Figure 8: Semantic decoupling and compositional factorization visualized for varying component counts.

Implementation Considerations and Extensibility

PRISM retains domain compatibility, with constituent prompt representations explicitly tuned to the pretrained T2I model's expected input. Integration with existing reward models and fine-tuning methods is straightforward and results in additive gains. Inference and training are scalable—batch compositional operations mitigate computational overhead through parallelism.

Additional module designs, notably from ELLA, are inherited with modifications to prevent query mode collapse and maintain integrity of factorized representations. PRISM's inference latency increases sublinearly relative to component count, enabling practical deployment on current hardware.

Model tuning via reward models provides further improvements in alignment and human preference scores, confirming compositional generation's synergy with downstream preference optimization.

Practical and Theoretical Implications

From a practical standpoint, PRISM substantially shifts the landscape for long-text prompt following in generative vision models, enabling pre-trained T2I models to process arbitrarily long, descriptive paragraphs without retraining or knowledge loss. This directly addresses the bottlenecks in data scarcity for long-caption pairs and the inherent limitations of fixed context windows.

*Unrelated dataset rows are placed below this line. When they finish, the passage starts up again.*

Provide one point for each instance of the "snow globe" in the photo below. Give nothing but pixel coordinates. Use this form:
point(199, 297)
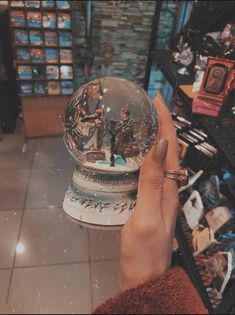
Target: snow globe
point(109, 126)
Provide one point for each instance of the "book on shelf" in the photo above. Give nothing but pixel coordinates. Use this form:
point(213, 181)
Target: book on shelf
point(66, 72)
point(53, 87)
point(40, 88)
point(48, 4)
point(34, 19)
point(67, 87)
point(17, 4)
point(23, 55)
point(32, 4)
point(50, 38)
point(49, 19)
point(51, 55)
point(220, 269)
point(66, 56)
point(63, 4)
point(64, 20)
point(38, 71)
point(37, 55)
point(52, 72)
point(21, 37)
point(25, 87)
point(35, 38)
point(17, 18)
point(24, 72)
point(65, 38)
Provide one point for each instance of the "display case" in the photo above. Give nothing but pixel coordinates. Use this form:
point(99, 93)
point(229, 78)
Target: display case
point(220, 132)
point(10, 103)
point(41, 33)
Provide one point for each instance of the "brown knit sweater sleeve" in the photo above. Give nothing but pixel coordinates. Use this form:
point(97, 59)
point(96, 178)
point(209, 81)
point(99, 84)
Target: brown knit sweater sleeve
point(170, 293)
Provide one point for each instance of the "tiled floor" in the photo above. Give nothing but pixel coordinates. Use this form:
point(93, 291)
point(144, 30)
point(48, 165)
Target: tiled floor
point(48, 263)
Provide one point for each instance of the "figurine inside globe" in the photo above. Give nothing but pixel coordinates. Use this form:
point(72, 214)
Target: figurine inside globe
point(110, 125)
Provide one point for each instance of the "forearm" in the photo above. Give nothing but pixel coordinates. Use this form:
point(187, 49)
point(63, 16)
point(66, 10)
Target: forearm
point(170, 293)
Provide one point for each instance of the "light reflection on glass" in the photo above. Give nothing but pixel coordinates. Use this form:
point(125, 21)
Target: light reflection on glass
point(20, 248)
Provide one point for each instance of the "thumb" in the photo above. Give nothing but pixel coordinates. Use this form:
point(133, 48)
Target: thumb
point(150, 186)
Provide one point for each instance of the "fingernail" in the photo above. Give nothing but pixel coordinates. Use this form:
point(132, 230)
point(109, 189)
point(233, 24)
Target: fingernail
point(160, 151)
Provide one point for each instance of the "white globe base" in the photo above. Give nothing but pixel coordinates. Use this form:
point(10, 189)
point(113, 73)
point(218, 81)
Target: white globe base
point(106, 209)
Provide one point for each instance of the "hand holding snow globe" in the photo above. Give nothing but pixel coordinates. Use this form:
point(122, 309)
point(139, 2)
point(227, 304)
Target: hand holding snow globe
point(110, 125)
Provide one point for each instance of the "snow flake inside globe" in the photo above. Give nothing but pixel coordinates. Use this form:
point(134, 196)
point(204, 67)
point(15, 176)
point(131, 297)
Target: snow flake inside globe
point(110, 125)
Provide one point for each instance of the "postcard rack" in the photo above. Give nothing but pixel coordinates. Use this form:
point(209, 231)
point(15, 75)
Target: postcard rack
point(41, 34)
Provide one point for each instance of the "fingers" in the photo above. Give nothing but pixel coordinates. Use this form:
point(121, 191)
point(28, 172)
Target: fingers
point(167, 131)
point(150, 186)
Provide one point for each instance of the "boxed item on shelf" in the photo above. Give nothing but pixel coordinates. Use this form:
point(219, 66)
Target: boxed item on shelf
point(23, 55)
point(35, 38)
point(52, 72)
point(66, 72)
point(49, 19)
point(34, 19)
point(53, 88)
point(17, 18)
point(48, 3)
point(21, 37)
point(51, 55)
point(40, 88)
point(25, 87)
point(62, 4)
point(24, 72)
point(67, 87)
point(66, 56)
point(64, 20)
point(50, 38)
point(32, 3)
point(38, 71)
point(37, 55)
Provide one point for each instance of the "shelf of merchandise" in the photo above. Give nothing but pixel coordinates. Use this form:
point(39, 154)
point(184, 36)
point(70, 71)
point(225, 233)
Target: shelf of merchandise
point(221, 129)
point(43, 113)
point(224, 139)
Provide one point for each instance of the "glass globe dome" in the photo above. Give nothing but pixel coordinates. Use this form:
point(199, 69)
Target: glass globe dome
point(110, 125)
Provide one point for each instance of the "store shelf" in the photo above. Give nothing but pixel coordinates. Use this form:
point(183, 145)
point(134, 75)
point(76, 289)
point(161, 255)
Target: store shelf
point(221, 129)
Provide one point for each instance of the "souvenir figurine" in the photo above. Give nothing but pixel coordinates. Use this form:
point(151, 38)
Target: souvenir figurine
point(110, 124)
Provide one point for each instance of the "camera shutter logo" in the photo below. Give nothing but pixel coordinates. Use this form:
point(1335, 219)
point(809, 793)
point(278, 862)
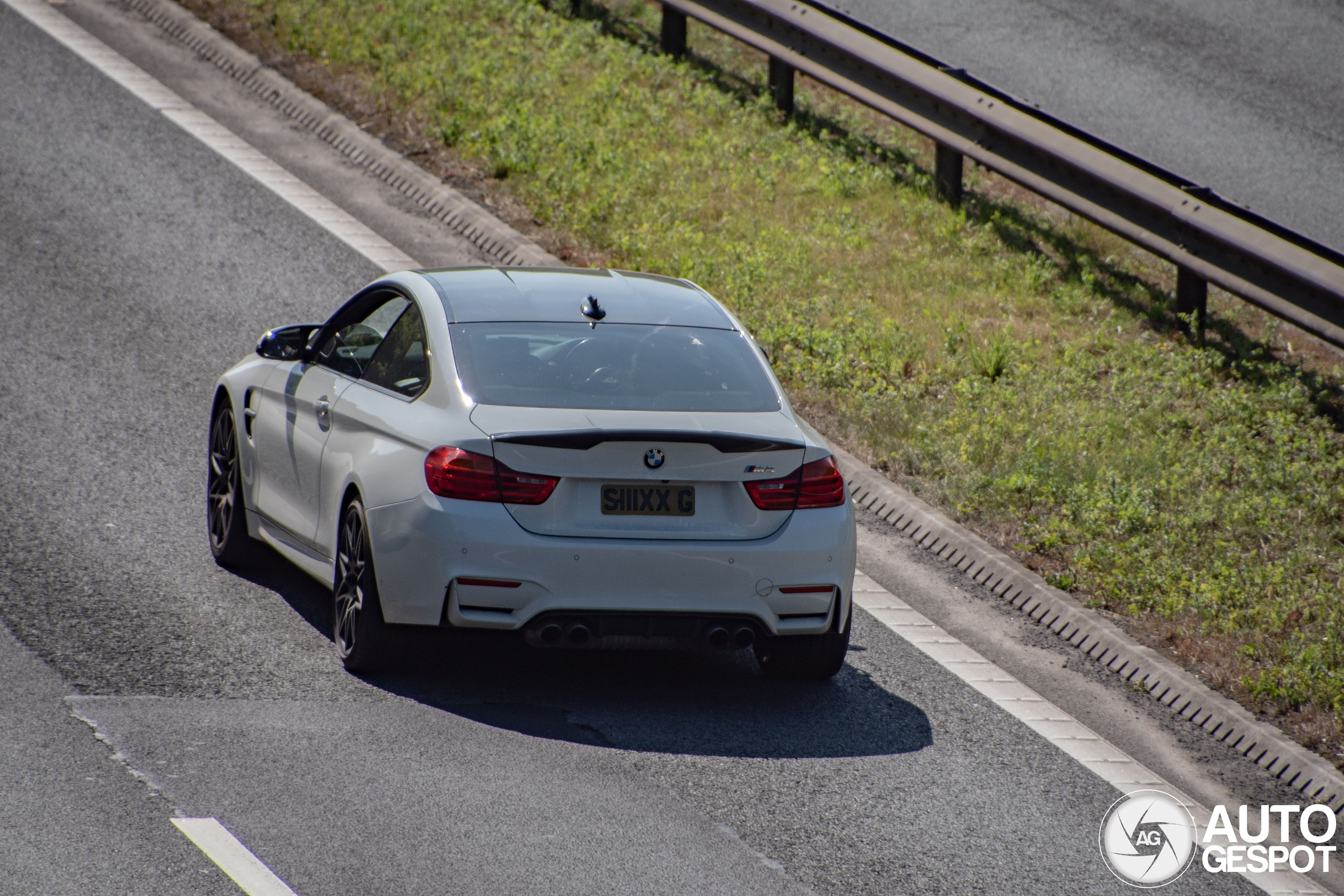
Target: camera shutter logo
point(1148, 839)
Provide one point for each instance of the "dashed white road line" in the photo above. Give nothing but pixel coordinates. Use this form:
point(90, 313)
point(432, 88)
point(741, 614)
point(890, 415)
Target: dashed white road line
point(210, 132)
point(1096, 754)
point(236, 860)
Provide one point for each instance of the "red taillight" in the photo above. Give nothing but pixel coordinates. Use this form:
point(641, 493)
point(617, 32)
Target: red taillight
point(822, 486)
point(815, 486)
point(455, 473)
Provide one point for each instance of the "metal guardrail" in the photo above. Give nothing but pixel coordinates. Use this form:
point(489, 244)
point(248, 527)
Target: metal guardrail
point(1208, 237)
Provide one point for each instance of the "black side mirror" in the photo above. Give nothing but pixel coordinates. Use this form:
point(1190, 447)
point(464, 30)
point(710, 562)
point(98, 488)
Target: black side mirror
point(287, 343)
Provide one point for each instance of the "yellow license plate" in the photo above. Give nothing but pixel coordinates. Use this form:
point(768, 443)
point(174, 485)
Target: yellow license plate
point(648, 500)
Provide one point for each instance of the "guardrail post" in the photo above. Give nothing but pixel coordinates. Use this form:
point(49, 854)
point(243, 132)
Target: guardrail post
point(947, 174)
point(674, 31)
point(781, 85)
point(1191, 299)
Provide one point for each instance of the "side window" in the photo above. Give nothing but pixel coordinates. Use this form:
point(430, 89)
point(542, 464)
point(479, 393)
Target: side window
point(400, 363)
point(351, 349)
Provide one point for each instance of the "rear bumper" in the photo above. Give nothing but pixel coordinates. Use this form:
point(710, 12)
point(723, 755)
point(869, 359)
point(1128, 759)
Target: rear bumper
point(421, 549)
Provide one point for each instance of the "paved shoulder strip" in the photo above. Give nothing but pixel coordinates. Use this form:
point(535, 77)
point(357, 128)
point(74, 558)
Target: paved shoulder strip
point(236, 860)
point(215, 136)
point(1222, 718)
point(1079, 742)
point(468, 219)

Theoretically, PRISM validates compositional generative modeling as a robust solution for out-of-distribution synthesis and compositional generalization. By factorizing complex conditional distributions, the approach aligns with contemporary energy-based and product-of-experts frameworks, offering an extensible methodology for text, vision, and multimodal generative tasks.

Future directions include adaptive component granularity for efficiency, explicit spatial control during composition, and scaling decomposition modules to exploit advanced LM architectures. Integrating compositionality with more expressive spatial and temporal constraints may further augment scene consistency and user control.

Conclusion

PRISM introduces a compositional decomposition methodology for long-text-to-image generation, leveraging pretrained model expertise and energy-based diffusion compositionality. The approach achieves superior semantic fidelity, generalization, and prompt compliance across diverse architectures and benchmarks. Empirical results underline strong quantitative gains in prompt alignment and human preference, with robust flexibility and extensibility. The compositional paradigm is validated as a fundamental strategy for overcoming context length bottlenecks in T2I models and facilitating high-fidelity, detailed scene synthesis from descriptive paragraphs.